Ikkie went, with Slip-Along making the buckboard skid on the uneven trail as though he were playing a game of crack-the-whip with that frightened Indian. And I just as promptly took up my search again, forgetting about the Twins, forgetting about being tired, forgetting everything.
Half-way between the fenced-in hay-stacks and the corral-gate I found a battered decoy-duck with a string tied to its neck. It was one of a set that Francois and Whinstane Sandy had whittled out over a year ago. It was at least a clue. Dinkie must have dropped it there.
It sent me scuttling back among the hay-stacks, going over the ground there, foot by foot and calling as I went, until my voice had an eerie sound in the cold air that took on more and more of a razor-edge as the sun and the last of its warmth went over the rim of the world. It seemed an empty world, a plain of ugly desolation, unfriendly and pitiless in its vastness. Even the soft green of the wheatlands took on a look like verdigris, as though it were something malignant and poisonous. And farther out there were muskegs, and beyond the three-wire fence, which would stand no bar to a wandering child, there were range-cattle, half-wild cattle that resented the approach of anything but a man on horseback. And somewhere in those darkening regions of peril my Dinky-Dink was lost.

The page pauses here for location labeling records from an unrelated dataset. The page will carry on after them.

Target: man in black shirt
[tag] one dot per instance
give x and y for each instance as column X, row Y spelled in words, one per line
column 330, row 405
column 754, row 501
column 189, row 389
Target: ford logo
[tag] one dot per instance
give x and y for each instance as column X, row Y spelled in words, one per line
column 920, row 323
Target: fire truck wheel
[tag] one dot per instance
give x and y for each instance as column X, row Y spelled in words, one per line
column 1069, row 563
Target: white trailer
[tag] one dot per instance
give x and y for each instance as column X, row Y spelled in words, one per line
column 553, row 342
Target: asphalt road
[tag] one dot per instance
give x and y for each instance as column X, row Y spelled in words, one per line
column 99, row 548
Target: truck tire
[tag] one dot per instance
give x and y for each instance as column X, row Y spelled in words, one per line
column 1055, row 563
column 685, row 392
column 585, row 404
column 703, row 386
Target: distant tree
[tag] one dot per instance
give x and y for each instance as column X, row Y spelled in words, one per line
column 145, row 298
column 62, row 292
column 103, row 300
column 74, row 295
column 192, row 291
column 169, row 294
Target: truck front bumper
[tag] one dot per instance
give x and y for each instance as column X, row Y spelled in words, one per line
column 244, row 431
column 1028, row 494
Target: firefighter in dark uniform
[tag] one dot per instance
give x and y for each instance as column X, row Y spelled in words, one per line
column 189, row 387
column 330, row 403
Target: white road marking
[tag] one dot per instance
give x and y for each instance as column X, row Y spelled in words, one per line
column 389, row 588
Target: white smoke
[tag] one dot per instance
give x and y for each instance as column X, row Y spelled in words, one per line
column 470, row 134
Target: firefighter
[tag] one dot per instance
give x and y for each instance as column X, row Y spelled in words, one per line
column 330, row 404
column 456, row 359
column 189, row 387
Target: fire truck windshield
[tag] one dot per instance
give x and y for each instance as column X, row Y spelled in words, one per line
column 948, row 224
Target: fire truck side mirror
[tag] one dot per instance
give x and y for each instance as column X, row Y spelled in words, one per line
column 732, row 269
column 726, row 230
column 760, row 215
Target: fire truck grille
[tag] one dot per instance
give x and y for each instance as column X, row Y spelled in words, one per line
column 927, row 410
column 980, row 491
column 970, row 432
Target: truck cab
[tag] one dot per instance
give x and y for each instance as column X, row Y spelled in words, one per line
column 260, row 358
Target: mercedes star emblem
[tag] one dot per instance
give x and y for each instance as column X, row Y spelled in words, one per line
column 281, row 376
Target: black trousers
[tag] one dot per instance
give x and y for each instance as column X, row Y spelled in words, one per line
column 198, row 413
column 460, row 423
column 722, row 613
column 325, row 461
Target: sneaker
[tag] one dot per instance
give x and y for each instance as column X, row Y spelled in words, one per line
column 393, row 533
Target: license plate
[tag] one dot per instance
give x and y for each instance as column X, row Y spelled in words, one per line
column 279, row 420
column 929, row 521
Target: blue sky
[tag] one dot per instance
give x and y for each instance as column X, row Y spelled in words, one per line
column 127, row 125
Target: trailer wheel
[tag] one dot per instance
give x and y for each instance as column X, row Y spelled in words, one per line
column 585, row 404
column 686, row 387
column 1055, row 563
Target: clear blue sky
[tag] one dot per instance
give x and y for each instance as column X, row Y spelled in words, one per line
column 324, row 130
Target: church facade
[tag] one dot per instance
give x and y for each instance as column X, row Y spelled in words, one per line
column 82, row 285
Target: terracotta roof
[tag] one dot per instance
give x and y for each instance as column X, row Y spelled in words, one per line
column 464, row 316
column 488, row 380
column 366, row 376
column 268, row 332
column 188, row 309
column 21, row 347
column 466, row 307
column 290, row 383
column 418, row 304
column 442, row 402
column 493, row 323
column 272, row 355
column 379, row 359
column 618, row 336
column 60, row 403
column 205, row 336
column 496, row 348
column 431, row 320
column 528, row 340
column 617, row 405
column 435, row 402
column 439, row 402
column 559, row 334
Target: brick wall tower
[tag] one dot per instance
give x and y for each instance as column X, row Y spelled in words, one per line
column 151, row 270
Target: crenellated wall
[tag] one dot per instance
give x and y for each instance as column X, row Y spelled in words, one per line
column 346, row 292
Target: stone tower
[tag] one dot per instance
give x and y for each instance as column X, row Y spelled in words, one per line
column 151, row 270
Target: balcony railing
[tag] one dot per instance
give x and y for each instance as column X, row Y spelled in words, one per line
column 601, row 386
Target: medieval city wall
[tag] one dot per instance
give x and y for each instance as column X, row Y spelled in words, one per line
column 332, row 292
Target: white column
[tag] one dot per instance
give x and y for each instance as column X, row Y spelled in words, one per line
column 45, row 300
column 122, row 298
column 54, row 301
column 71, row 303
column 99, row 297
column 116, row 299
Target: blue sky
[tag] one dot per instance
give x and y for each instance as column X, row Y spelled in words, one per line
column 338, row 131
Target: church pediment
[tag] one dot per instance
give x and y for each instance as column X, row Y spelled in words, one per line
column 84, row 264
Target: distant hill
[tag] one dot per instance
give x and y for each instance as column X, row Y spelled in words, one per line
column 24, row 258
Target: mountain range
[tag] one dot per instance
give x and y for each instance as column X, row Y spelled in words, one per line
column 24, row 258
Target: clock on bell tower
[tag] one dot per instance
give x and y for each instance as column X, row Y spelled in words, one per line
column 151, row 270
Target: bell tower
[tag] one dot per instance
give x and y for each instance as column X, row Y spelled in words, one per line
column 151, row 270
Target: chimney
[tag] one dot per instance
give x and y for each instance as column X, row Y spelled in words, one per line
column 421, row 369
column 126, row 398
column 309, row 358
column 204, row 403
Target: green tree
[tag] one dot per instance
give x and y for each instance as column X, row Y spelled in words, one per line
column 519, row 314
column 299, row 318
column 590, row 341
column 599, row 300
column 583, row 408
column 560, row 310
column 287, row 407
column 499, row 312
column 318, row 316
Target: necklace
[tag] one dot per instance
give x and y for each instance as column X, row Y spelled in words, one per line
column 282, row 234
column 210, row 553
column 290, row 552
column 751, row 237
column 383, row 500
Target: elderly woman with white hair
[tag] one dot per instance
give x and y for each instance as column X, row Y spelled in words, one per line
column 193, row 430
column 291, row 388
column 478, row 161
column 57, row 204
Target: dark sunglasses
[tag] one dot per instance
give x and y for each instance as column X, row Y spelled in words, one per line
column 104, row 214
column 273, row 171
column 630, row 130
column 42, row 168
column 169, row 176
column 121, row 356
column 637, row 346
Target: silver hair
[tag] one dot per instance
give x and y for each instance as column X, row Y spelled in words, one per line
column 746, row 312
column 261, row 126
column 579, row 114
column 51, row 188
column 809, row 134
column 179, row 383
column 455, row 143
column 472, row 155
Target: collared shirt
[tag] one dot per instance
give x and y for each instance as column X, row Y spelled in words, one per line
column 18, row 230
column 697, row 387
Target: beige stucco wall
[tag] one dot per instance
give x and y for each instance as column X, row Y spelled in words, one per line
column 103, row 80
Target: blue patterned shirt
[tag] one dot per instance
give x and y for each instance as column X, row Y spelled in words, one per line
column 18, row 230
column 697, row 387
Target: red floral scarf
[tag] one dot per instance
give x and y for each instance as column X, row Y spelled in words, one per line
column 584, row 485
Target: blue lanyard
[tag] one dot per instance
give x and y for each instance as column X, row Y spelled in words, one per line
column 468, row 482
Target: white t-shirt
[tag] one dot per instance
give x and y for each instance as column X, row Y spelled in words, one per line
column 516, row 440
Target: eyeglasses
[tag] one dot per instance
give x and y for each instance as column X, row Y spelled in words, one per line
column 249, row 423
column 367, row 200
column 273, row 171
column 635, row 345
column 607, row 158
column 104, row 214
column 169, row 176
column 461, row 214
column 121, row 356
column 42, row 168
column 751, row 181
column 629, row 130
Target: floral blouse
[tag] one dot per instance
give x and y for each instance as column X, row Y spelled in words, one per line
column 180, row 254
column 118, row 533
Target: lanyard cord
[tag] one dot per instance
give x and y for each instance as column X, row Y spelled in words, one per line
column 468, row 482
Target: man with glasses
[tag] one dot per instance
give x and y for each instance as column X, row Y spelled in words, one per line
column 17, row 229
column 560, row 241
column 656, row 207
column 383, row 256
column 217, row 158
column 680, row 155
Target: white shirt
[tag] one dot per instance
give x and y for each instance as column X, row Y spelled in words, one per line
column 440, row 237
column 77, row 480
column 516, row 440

I took up the search again, with the barometer of hope falling lower and lower. But I told myself that I must be systematic, that I must not keep covering the same ground, that I must make the most of what was left of the daylight. So I blocked out imaginary squares and kept running and calling until I was out of breath, then resting with my hand against my heart, and running on again. But I could find no trace of him.
He was such a little tot, I kept telling myself. He was not warmly dressed, and night was coming on. It would be a cold night, with several degrees of frost. He would be alone, on that wide and empty prairie, with terror in his heart, chilled to the bone, wailing for his mother, wailing until he was able to wail no more. Already the light was going, I realized with mounting waves of desperation, and no child, dressed as Dinkie was dressed, could live through the night. Even the coyotes would realize his helplessness and come and pick his bones clean.
I kept thinking of Bobs, more than of anything else, and wondering why Whinnie was so slow in getting back with his broken wagon, and worrying over when the men would come. I told myself to be calm, to be brave, and the next moment was busy picturing a little dead body with a tear-washed face. But I went on, calling as I went. Then suddenly I thought of praying.
“O God, it wouldn’t be fair, to take that little mite away from me,” I kept saying aloud. “O God, be good to me in this, be merciful, and lead me to him! Bring him back before it is too late! Bring him back, and do with me what You wish, but have pity on that poor little toddler! What You want of me, I will do, but don’t, O God, don’t take my boy away from me!”